US Freezes Assets of Lashkar's Fundraisers and Senior Commander, Gives Them Terrorist Tag
The US Treasury targeted Hameed ul Hassan and Abdul Jabbar, who it said were responsible for funneling money to Lashkar-e-Taiba and paying salaries to its members.
File photo of a Lashkar-e-Taiba men undergoing training in Pakistan. (PTI photo)
Washington: The United States on Tuesday froze the assets of three Pakistanis it has linked to Lashkar-e-Taiba, the terrorist group behind the deadly 2008 attacks in Mumbai.
The State Department added Abdul Rehman al-Dakhil to its list of "specially designated global terrorists," saying he was a senior commander of the group.
Rehman, who till recently was LeT's divisional commander for the Jammu region, is a longtime member of the US designated Foreign Terrorist Organisation (FTO) and Lashkar e-Taiba (LeT). He was an operational leader for LeT's attacks in India between 1997 and 2001.
In 2004, Dakhil was captured in Iraq by UK forces, then held in US custody in Iraq and Afghanistan until his transfer to Pakistan in 2014. After his release from Pakistani custody, Dakhil returned to work for the LeT. In 2016, Dakhil was the LeT divisional commander for the Jammu region. As of early 2018, Dakhil remained a senior commander in the LeT.

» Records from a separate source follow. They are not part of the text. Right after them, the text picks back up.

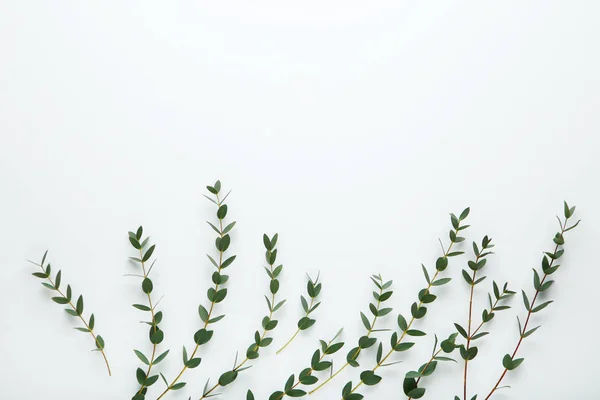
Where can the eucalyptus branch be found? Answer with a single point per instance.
(366, 341)
(72, 309)
(418, 311)
(313, 288)
(509, 362)
(306, 376)
(487, 316)
(155, 334)
(215, 294)
(466, 351)
(412, 378)
(268, 323)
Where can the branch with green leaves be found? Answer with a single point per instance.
(366, 341)
(466, 351)
(418, 311)
(215, 294)
(74, 310)
(540, 284)
(313, 289)
(306, 376)
(412, 378)
(155, 334)
(268, 323)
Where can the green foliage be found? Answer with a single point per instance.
(405, 335)
(143, 254)
(268, 323)
(306, 377)
(313, 289)
(65, 297)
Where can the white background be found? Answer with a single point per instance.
(350, 128)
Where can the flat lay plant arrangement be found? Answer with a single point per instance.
(459, 343)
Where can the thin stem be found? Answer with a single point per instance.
(312, 300)
(469, 326)
(358, 350)
(384, 359)
(241, 364)
(425, 368)
(309, 372)
(154, 345)
(529, 312)
(98, 345)
(212, 305)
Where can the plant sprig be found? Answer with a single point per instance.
(313, 289)
(215, 294)
(155, 334)
(268, 323)
(412, 378)
(306, 376)
(366, 340)
(418, 311)
(74, 310)
(466, 351)
(540, 284)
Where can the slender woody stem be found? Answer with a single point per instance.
(529, 312)
(212, 305)
(98, 344)
(358, 350)
(384, 359)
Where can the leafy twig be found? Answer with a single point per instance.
(313, 288)
(509, 362)
(366, 341)
(466, 351)
(155, 334)
(418, 311)
(268, 323)
(75, 310)
(412, 378)
(306, 376)
(215, 294)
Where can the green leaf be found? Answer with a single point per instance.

The designation seek to deny Dakhil the resources to plan and carry out terrorist attacks, the State Department said in a statement.
The US Treasury targeted Hameed ul Hassan and Abdul Jabbar, who it said were responsible for funneling money to Lashkar-e-Taiba and paying salaries to its members.
"Treasury’s designations not only aim to expose and shut down Lashkar-e Tayyiba’s financial network, but also to curtail its ability to raise funds to carry out violent terrorist attacks," Sigal Mandelker, the Treasury under-secretary for terrorism and financial intelligence, said in a statement, using an alternate spelling of the group's name.
The designation means all property belonging to the men subject to US jurisdiction are blocked and Americans are prohibited from engaging in transactions with them.
Lashkar-e-Taiba (LeT), or Army of the Pure, is an anti-Indian militant group with historical ties to Pakistan’s top spy agencies. It has been accused of orchestrating numerous attacks, including the 2008 assault in Mumbai that killed 166 people, six of them Americans.